From: "Jeff King" <peff@xxxxxxxx>: Friday, August 22, 2014 12:21 AM
On Thu, Aug 21, 2014 at 06:49:10PM -0400, Jeff King wrote:
The few things I don't anonymize are:
1. ref prefixes. We see the same distribution of refs/heads vs
refs/tags, etc.
2. refs/heads/master is left untouched, for convenience (and
because
it's not really a secret). The implementation is lazy, though,
and
would leave "refs/heads/master-supersecret", as well. I can
tighten
that if we really want to be careful.
3. gitlinks are left untouched, since sha1s cannot be reversed.
This
could leak some information (if your private repo points to a
public, I can find out you have it as submodule). I doubt it
matters, but we can also scramble the sha1s.
Here's a re-roll that addresses the latter two. I don't think any are
a
big deal, but it's much easier to say "it's handled" than try to
figure
out whether and when it's important.
This also includes the documentation update I sent earlier. The
interdiff is a bit noisy, as I also converted the anonymize_mem
function
to take void pointers (since it doesn't know or care what it's
storing,
and this makes storing unsigned chars for sha1s easier).
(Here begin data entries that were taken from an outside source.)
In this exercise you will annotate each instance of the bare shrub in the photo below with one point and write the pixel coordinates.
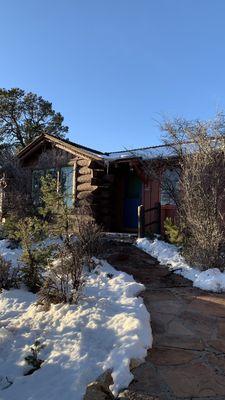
(199, 149)
(88, 233)
(9, 277)
(64, 279)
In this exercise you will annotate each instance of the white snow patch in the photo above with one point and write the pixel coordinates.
(106, 329)
(211, 280)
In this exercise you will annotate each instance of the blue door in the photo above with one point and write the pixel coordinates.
(132, 199)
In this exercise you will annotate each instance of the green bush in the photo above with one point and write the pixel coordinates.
(172, 232)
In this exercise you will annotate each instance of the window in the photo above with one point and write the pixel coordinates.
(36, 185)
(169, 186)
(64, 177)
(66, 181)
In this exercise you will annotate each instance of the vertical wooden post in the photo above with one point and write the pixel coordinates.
(141, 221)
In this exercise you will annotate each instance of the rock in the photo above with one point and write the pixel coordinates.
(134, 363)
(99, 390)
(130, 395)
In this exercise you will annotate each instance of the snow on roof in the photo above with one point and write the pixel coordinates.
(146, 153)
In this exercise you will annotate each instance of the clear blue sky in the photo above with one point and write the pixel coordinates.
(112, 67)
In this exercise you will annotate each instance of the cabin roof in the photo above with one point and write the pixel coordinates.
(67, 144)
(142, 152)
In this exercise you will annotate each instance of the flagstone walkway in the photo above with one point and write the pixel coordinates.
(187, 360)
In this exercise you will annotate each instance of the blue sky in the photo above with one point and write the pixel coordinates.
(114, 67)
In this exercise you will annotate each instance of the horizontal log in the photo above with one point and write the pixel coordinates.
(84, 178)
(86, 186)
(106, 210)
(84, 171)
(108, 178)
(105, 194)
(106, 220)
(85, 195)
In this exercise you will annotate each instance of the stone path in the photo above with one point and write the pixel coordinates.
(187, 360)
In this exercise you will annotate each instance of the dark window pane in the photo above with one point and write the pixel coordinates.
(169, 186)
(66, 181)
(36, 184)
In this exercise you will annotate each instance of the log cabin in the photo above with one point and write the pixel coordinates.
(114, 184)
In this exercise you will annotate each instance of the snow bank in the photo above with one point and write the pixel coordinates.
(109, 327)
(212, 279)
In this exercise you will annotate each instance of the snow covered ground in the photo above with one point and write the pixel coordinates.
(105, 330)
(168, 254)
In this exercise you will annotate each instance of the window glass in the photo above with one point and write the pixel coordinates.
(36, 184)
(66, 181)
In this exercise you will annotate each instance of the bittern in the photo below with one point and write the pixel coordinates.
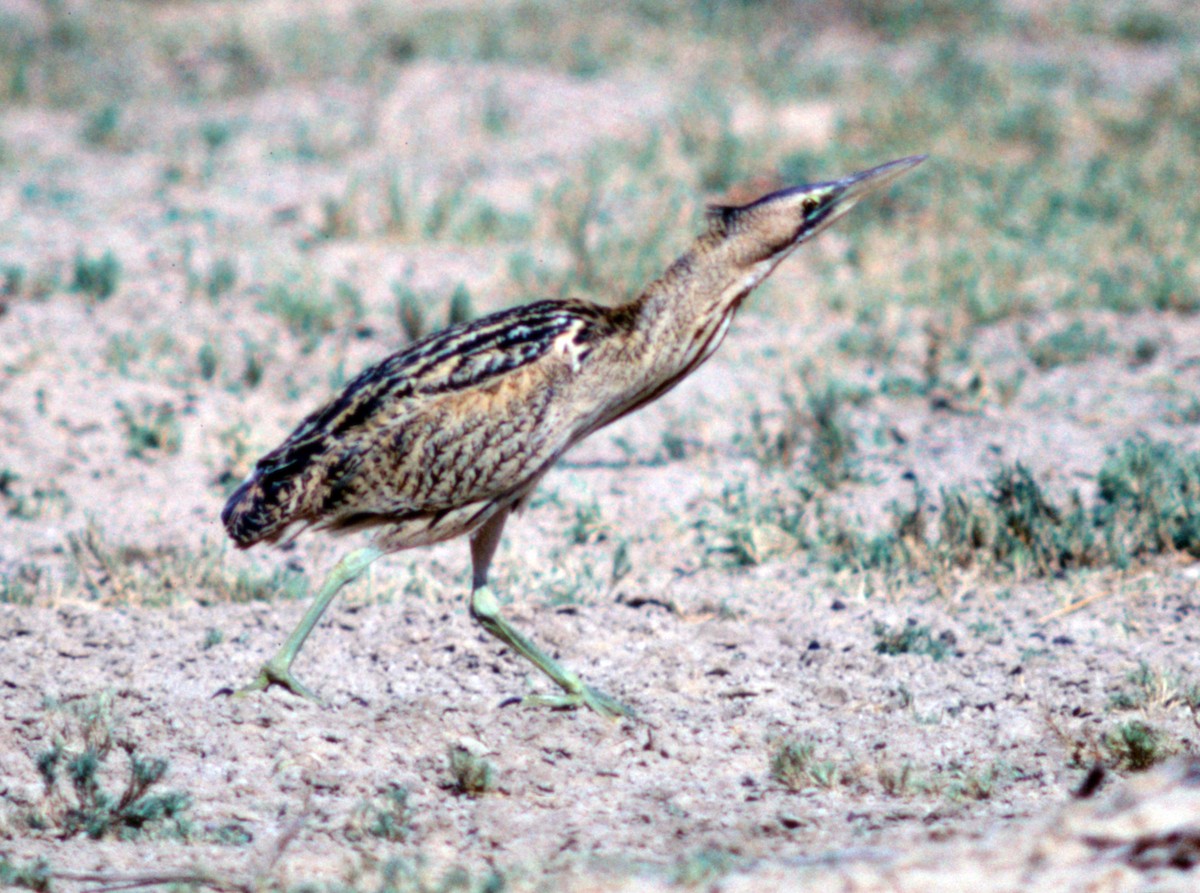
(453, 433)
Just a bit of bikeshedding for future improvements..
The .gitignore is another potential user problem area that may benefit
form not being anonymised when problems strike. For example, there's a
current problem on the git-users list
https://groups.google.com/forum/#!topic/git-users/JJFIEsI5HRQ about "git
clean vs git status re .gitignore", which would then also beg questions
about retaining file extensions/suffixes (.txt, .o, .c, etc).
I've had a similar problem with an over zealous file compare routine
where the same too much vs too little was an issue.
One thought is that the user should be able to, as an option, select the
number of initial characters retained from filenames, and similarly, the
option to retain the file extension, and possibly directory names, such
that the full .gitignore still works in most cases, and the sort order
works (as far as it goes on number of characters).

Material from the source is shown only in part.